A message containing letters from A-Z is being encoded to numbers using the following mapping:
'A' -> 1
'B' -> 2
...
'Z' -> 26
Given an encoded message containing digits, determine the total number of ways to decode it.
Input Format:
The first and the only argument is a string A.
Output Format:
Return an integer, representing the number of ways to decode the string.
Constraints:
1 <= length(A) <= 1e5
Example :
Input 1:
A = "8"
Output 1:
1
Explanation 1:
Given encoded message "8", it could be decoded as only "H" (8).
The number of ways decoding "8" is 1.
Input 2:
A = "12"
Output 2:
2
Explanation 2:
Given encoded message "12", it could be decoded as "AB" (1, 2) or "L" (12).

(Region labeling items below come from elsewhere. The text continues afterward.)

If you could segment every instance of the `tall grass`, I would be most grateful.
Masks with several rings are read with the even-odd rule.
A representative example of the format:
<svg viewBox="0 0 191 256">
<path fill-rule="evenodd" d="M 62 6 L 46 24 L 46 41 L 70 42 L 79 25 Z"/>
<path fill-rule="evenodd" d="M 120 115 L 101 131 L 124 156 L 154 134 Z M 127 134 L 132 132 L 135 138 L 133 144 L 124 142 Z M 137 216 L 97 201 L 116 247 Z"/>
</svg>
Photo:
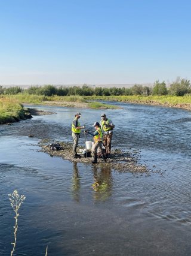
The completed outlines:
<svg viewBox="0 0 191 256">
<path fill-rule="evenodd" d="M 0 98 L 0 124 L 13 122 L 24 118 L 23 106 L 10 97 Z"/>
<path fill-rule="evenodd" d="M 84 97 L 82 96 L 73 95 L 73 96 L 51 96 L 47 97 L 48 100 L 50 101 L 72 101 L 85 103 L 87 101 Z"/>
<path fill-rule="evenodd" d="M 97 101 L 89 102 L 88 103 L 88 107 L 90 109 L 118 109 L 118 107 L 115 105 L 109 105 L 107 104 L 100 103 Z"/>
<path fill-rule="evenodd" d="M 86 100 L 116 101 L 137 103 L 161 103 L 161 104 L 191 104 L 191 95 L 184 96 L 92 96 L 85 97 Z"/>
<path fill-rule="evenodd" d="M 10 197 L 10 200 L 11 201 L 11 206 L 12 206 L 13 210 L 15 213 L 15 224 L 13 227 L 14 242 L 11 243 L 11 245 L 13 245 L 13 249 L 11 252 L 11 256 L 13 256 L 16 246 L 17 231 L 18 230 L 18 218 L 19 216 L 19 210 L 21 204 L 23 203 L 23 201 L 25 200 L 26 197 L 24 195 L 20 195 L 17 190 L 14 190 L 13 194 L 9 194 L 8 195 Z"/>
</svg>

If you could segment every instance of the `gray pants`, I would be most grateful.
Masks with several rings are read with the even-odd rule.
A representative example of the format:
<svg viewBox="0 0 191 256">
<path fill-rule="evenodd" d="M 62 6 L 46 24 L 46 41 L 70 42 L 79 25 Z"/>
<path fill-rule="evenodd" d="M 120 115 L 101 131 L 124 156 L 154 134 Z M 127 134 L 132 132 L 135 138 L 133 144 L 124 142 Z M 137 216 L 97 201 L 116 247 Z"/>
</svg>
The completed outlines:
<svg viewBox="0 0 191 256">
<path fill-rule="evenodd" d="M 74 155 L 76 155 L 77 154 L 77 147 L 78 146 L 79 133 L 72 132 L 72 135 L 73 137 L 73 153 Z"/>
</svg>

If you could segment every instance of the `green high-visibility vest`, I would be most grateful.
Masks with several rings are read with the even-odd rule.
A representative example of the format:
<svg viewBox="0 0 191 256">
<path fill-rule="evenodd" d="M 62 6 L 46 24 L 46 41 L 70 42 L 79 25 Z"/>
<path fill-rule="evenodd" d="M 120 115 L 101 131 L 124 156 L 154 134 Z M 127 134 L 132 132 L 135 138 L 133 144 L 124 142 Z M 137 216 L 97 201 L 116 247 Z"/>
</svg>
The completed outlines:
<svg viewBox="0 0 191 256">
<path fill-rule="evenodd" d="M 98 128 L 97 129 L 97 131 L 98 132 L 99 134 L 94 136 L 94 142 L 102 141 L 103 134 L 101 128 L 100 127 Z"/>
<path fill-rule="evenodd" d="M 104 124 L 104 122 L 105 121 L 103 119 L 102 119 L 101 121 L 101 127 L 103 127 L 103 131 L 109 131 L 109 130 L 112 129 L 111 127 L 107 127 L 106 125 L 105 125 Z M 110 122 L 110 119 L 108 119 L 106 121 L 106 125 L 109 125 L 109 122 Z"/>
<path fill-rule="evenodd" d="M 73 125 L 73 122 L 75 121 L 76 121 L 76 120 L 78 121 L 78 127 L 80 127 L 80 124 L 79 124 L 78 120 L 77 119 L 77 118 L 75 118 L 73 119 L 73 121 L 72 125 L 72 131 L 74 133 L 81 133 L 81 129 L 76 129 L 76 127 Z"/>
</svg>

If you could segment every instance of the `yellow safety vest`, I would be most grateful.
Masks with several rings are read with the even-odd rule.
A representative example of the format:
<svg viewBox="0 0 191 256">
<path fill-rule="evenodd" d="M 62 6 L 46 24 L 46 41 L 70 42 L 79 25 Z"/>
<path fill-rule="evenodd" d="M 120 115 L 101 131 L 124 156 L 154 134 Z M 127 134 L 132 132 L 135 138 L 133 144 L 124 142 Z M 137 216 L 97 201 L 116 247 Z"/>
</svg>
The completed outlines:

The number of ways decoding "12" is 2.
Method:
If prev and current element is <= 26, then the possible ways of decode is dp[i - 2] + dp[i - 1] because we can either choose to treat the number separately, in which we would use dp[i - 1], or treat them as a whole, in which we would use dp[i - 2].
Solution:
Time: O(n) Space: O(n)
class Solution {
public int numDecodings(String s) {
// "123145487842120"
char[] arr = s.toCharArray();
int n = arr.length;
if (arr[0] == '0') return 0;
int[] dp = new int[n];
dp[0] = 1;
for (int i = 1; i < n; i ++) {
int c = arr[i] - '0';
int p = arr[i - 1] - '0';
if (p != 1 && p != 2 && c == 0) return 0;
if ((p == 1 || (p == 2 && c <= 6)) && c != 0) {
if (i >= 2) {
dp[i] = dp[i - 1] + dp[i - 2];
} else {
dp[i] = 2;
}
} else if (p <= 2 && c == 0) {
if (i >= 2) {
dp[i] = dp[i - 2];
} else {
dp[i] = 1;
}
} else {
dp[i] = dp[i - 1];
}
}
return dp[n - 1];
}
}